A Species Thing

If craving for change is a biological urge then collectively its a species thing and the sum of all existing urges creates a source for infinite motives. Usually, an ensuing conflict arises when one drive takes precedence over another, an especially confusing moment. Unfortunately, the  insight usually does not arrive until it is too late and an urge leads to a drive that can create physical dependencies that are often hard to acknowledge or change.

Moral conflicts are usually most difficult because they involve ethical dilemma’s that require time and thought in a lengthy process, although the exhausting struggle to find a resolution often leads to the acceptance that there is no resolution because regurgitating the same “stuff”  in one’s head will lead to no new insight.

Since giving up is not considered an option, the only way to avoid indecision is adjusting perspective enough to notice change in the nature of thought – The Insight- The problem is picking a reasonable place to start a  fresh look at  the  current dilemma that will maximize the possibility of success and at the same time be acceptable to the ego to suggest growth has begun towards a resolution.

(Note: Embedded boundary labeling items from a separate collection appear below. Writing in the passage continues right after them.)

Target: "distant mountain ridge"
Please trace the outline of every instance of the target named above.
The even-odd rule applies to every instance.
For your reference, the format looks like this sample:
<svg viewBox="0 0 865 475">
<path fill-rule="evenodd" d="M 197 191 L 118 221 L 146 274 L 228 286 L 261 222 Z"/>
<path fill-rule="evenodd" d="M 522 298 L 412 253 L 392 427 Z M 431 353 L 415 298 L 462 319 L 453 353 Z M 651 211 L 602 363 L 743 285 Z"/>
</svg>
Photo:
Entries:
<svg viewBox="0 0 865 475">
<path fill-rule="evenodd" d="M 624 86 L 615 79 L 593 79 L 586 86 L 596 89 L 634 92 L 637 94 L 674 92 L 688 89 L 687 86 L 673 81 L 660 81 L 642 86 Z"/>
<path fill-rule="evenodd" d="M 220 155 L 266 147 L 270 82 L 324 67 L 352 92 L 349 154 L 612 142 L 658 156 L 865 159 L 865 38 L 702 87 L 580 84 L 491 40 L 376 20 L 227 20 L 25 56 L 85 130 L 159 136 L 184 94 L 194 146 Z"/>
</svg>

Sometimes an unanticipated event will present itself in which case the conflict will change on its own,  and so will the choices. At other times an act of impulsiveness may force  the issue and the consequences are less predictable.

The ability to separate from one’s  emotional nature, defined as that part of self which judges the situation,  even for a short time can be helpful. Imagine  sitting in the audience of a theater observing one’s life as the audience does from an external perspective solely to determine if the behavior being viewed is what one wants to express.  By simply putting aside predictable responses and being open to things outside a habitual cycle, the atmosphere becomes more creative.

Unfortunately the difference between thoughtfulness and procrastination can be as obscured as the illusion between transcendence and dementia. Having a sense of humor can offer a helpful relief that can lead to another level of thinking.